Tahj Bullock’s drive through tour of Blacksburg last week was the culmination of a months-long recruiting effort by Virginia Tech’s coaching staff that ended with him verbally committing on Wednesday.
The Hokies made Bullock their primary quarterback target for 2021 after Dematrius Davis decommitted on May 6. Bullock was on their recruiting board at the time, but they backed off recruiting any other quarterbacks while Davis was committed.
“It’s a business at the end of the day,” Bullock said in a phone interview this week with The Roanoke Times. “They want the best guy for them. He decommitted and that gave me an opportunity. I’m going to take advantage of any opportunity I get. I’m blessed they are even interested at all.”
It didn’t take long for Tech to reestablish the relationship with Bullock they began building in the fall. The Hokies helped themselves by speaking directly with those close to Bullock and getting to know his personality off the field.
Bullock, a 6-foot-4, 200-pound three-star recruit out of New Jersey, didn’t go more than 48 hours during that period without hearing from a member of the staff. Tech wasn’t the only team in constant contact with Bullock — Rutgers and UCLA were heavily pursuing him — but the intense recruiting push made a difference.
Tech offensive coordinator Brad Cornelsen was Bullock’s primary recruiter, but coach Justin Fuente was heavily involved as well.
“He’s been showing a lot of love to me and my family,” Bullock said of Fuente. “I appreciate everything he’s done for us. I can tell coach Fu is a great dude and that he wants the best for his players on and off the field. It’s been really good to get to know him.”
Tech organized larger virtual meetings for Bullock and his parents with a group of student-athletes — quarterback Quincy Patterson, safety Ny’Quee Hawkins and offensive lineman Tyrell Smith — and another one with the entire coaching staff. They also had calls with faculty on the academic side.
On the call with players, Bullock hit it off with Patterson right away. Tech always tries to match up recruits with a current player at the same position while Hawkins and Smith share a similar background coming out of New Jersey.

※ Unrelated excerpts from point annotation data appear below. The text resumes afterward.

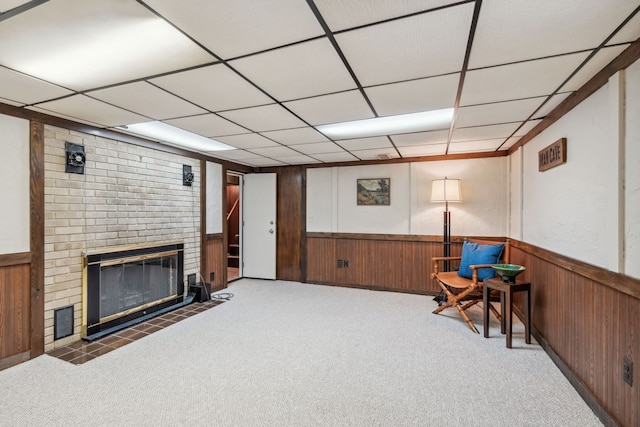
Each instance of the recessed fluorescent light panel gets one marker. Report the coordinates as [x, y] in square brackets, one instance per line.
[173, 135]
[390, 125]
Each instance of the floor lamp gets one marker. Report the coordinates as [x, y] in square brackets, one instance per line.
[446, 190]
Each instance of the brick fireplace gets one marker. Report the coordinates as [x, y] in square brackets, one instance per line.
[122, 286]
[129, 196]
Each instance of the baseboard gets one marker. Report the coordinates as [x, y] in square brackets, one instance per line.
[578, 385]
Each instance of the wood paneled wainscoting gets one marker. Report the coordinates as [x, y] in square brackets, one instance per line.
[399, 263]
[15, 309]
[587, 319]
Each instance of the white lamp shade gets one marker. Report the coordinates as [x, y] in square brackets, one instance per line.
[446, 190]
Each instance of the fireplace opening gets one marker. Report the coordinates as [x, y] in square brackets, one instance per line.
[127, 285]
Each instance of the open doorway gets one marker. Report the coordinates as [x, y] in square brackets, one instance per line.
[234, 270]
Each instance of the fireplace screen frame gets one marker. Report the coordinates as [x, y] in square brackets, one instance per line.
[93, 321]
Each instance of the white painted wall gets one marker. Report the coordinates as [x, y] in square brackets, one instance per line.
[483, 210]
[515, 195]
[632, 171]
[570, 208]
[14, 185]
[332, 207]
[588, 208]
[214, 198]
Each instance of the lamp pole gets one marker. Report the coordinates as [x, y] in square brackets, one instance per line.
[446, 242]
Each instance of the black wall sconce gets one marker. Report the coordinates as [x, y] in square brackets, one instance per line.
[75, 158]
[187, 175]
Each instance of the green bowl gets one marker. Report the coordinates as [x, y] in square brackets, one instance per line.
[509, 270]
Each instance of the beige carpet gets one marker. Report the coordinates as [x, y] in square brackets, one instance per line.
[292, 354]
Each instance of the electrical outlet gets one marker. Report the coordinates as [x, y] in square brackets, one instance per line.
[627, 370]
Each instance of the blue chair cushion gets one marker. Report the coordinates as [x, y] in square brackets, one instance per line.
[474, 254]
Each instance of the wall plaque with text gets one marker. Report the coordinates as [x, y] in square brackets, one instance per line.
[553, 155]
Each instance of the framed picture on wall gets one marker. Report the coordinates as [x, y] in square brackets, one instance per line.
[374, 192]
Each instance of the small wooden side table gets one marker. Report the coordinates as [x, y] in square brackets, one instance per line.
[507, 289]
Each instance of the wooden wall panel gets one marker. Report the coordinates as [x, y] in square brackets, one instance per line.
[15, 313]
[36, 214]
[291, 223]
[215, 261]
[589, 325]
[394, 263]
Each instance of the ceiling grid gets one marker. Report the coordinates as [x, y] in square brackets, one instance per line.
[262, 76]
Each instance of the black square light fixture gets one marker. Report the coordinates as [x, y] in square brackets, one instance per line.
[62, 322]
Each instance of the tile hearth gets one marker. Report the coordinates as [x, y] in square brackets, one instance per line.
[82, 351]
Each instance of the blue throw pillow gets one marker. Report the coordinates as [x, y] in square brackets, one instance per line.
[474, 254]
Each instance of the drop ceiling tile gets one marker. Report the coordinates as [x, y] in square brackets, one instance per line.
[551, 104]
[239, 27]
[510, 142]
[298, 71]
[274, 152]
[497, 113]
[23, 89]
[264, 162]
[475, 146]
[397, 50]
[246, 141]
[318, 147]
[335, 157]
[264, 118]
[146, 100]
[484, 132]
[518, 81]
[629, 33]
[304, 135]
[421, 138]
[67, 46]
[333, 108]
[366, 143]
[209, 125]
[10, 102]
[413, 96]
[526, 127]
[64, 116]
[423, 150]
[591, 68]
[224, 89]
[298, 160]
[88, 109]
[234, 155]
[515, 30]
[340, 14]
[376, 154]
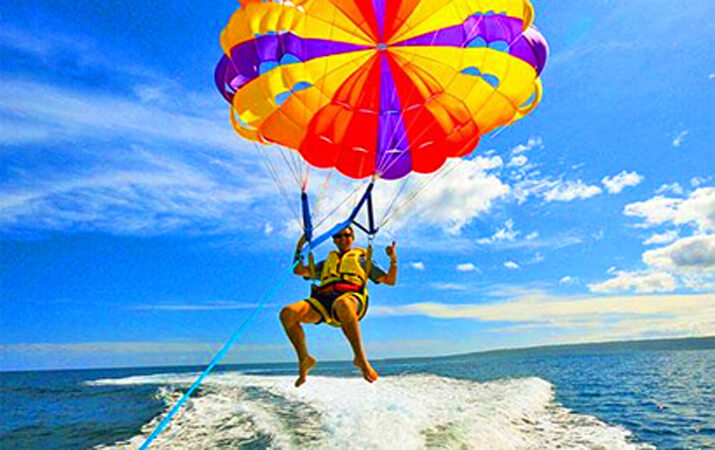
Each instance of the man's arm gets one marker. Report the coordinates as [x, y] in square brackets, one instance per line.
[301, 269]
[391, 277]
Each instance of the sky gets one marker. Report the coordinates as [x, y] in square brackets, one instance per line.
[137, 229]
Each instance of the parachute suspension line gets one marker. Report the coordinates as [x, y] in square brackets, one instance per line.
[270, 295]
[322, 192]
[366, 199]
[291, 166]
[339, 205]
[413, 195]
[405, 182]
[276, 179]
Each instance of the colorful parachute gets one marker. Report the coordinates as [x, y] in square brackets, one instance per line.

Bullock said those sessions helped his family get a comprehensive feel for the football program and school. The first-person accounts on the coaches call from defensive coordinator Justin Hamilton and co-defensive line coach Darryl Tapp of their success as Hokies had a big impact on the quarterback.
“Coach Ham definitely stood out and coach Tapp, he was talking to my dad a little bit and chopping it up,” Bullock said. “I could tell coach Tapp had that energy to him.”
Bullock turned down the opportunity for a virtual tour of Tech’s campus once he got a scholarship offer because he wanted to see Blacksburg in person with his parents.
The couple of hours they spent driving around town on June 12 helped Bullock make a final decision. Cornelsen acted as a guide of sorts on FaceTime since the NCAA dead period prevents the coaching staff from interacting with any recruits in person.
A pivotal moment came when Bullock walked into an empty Lane Stadium and got to envision himself taking snaps in the 65,632-seat stadium.
“It was a surreal feeling, it was different,” Bullock said. “When I stepped on the field I just thought — could I see myself playing here? I just felt that vibe. I can’t even explain it too much, it just felt right. Everyone says Blacksburg is a football town and I got to see that. It has that energy.”